Hyyppa was among eight veteran media professionals from throughout the Pacific Northwest to be inducted at the regional Emmy ceremony held in Seattle on June 3. The Silver Circle honors media professionals who’ve served the industry for at least 25 years, either in a performing, creative, technical or administrative roles, or in an area related to television such as TV journalism education, advertising, promotion and public relations. They must also have made a significant contribution to the Northwest Chapter for at least part of their 25-year career. The Northwest Chapter of NATAS has honored and celebrated Silver Circle members since 1991.
A native of Whitehall, Hyyppa is an MSU graduate who worked for a short time at Northern Illinois University before returning to his alma mater in 1973 to join the faculty of what was then the MSU Film and Television Department.
He brought Montana’s first public broadcasting station on the air in 1984, motivated by a group of local mothers who lobbied to have the national educational children’s show, “Sesame Street,” available for their children. At the time, Montana was one of just a few states that did not have a local public broadcasting service. Montana’s station launched with assistance from KUED in Salt Lake City and a low-power transmitter donated to the young station by Joe Sample, the renowned pioneering Billings broadcaster. Hyyppa slowly grew the station, raising support from the community, the university, and the Montana Legislature. Eventually, its reach was extended beyond Gallatin Valley with support from cable systems across the state and a number of translators.

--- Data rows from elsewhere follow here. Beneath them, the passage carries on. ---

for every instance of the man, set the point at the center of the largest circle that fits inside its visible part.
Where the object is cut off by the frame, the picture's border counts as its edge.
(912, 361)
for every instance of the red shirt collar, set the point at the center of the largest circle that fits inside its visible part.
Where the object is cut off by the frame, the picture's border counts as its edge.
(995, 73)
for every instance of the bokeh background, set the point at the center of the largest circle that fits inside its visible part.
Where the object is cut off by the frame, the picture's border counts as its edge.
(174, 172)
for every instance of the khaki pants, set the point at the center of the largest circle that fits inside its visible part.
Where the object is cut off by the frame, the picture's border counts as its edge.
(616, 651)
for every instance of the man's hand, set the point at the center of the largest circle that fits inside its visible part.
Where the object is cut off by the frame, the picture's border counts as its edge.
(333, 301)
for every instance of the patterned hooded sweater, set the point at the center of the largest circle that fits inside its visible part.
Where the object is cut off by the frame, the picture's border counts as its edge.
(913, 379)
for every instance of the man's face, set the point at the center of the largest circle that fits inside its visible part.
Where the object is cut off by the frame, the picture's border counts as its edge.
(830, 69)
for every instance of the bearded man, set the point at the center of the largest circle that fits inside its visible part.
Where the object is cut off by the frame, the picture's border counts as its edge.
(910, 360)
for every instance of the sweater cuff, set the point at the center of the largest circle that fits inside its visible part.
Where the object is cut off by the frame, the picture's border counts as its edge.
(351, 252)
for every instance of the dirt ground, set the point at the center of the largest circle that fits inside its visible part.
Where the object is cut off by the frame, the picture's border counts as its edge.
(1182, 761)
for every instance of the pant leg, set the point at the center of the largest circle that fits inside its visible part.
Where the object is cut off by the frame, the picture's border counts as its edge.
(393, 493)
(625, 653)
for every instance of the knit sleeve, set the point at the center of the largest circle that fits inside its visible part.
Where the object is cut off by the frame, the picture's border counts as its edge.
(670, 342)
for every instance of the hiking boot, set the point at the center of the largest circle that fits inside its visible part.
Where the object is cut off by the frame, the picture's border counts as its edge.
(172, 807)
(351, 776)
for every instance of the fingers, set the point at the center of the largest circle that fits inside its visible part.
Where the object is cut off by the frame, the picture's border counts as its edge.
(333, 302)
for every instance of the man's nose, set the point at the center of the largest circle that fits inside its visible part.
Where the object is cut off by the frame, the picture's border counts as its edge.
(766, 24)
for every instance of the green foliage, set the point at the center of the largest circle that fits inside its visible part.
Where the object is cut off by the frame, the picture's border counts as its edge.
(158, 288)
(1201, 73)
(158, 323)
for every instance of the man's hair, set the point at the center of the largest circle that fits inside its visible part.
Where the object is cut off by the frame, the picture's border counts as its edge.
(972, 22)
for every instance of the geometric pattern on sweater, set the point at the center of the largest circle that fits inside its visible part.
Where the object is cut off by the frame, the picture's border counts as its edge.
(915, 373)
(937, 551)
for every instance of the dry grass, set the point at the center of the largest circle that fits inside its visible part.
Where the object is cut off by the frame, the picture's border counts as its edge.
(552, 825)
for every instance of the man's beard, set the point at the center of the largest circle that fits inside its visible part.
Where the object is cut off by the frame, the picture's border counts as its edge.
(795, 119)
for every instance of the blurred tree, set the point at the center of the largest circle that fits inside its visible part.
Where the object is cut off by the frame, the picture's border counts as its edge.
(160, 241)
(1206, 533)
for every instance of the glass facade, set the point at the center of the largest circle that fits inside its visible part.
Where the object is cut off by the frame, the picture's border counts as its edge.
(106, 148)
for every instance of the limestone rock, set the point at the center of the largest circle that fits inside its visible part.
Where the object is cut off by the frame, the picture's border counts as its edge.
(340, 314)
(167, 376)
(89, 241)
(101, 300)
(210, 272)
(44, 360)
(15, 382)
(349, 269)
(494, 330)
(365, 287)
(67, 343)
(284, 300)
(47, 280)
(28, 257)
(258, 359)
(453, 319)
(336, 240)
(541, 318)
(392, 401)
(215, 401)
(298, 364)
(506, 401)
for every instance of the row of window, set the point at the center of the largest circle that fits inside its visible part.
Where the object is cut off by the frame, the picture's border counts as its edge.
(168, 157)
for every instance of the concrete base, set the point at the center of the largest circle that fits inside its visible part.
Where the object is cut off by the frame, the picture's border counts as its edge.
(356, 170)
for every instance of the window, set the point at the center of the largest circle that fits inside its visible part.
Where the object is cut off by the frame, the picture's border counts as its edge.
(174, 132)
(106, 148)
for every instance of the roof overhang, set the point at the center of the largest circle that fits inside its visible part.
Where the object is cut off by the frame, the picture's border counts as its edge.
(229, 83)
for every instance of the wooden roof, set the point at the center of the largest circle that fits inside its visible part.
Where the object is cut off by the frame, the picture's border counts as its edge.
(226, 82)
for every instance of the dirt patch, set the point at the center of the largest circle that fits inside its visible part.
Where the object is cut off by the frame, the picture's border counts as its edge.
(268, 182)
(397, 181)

In 1997, Hyyppa helped forge KUFM-TV, a partnership between MSU and the University of Montana, expanding over-the-air public television into western Montana. In subsequent years, that partnership grew to include stations in Billings, Great Falls and Kalispell. Today, MontanaPBS serves more than 400 Montana communities and nearly every Montana home.
A longtime member of the MBA board of directors, Hyyppa retired in 2006 from more than three decades of teaching and 22 years of managing MontanaPBS. This is the second major award for Hyyppa in as many years. Last year he was inducted into the Montana Broadcasters Association Hall of Fame.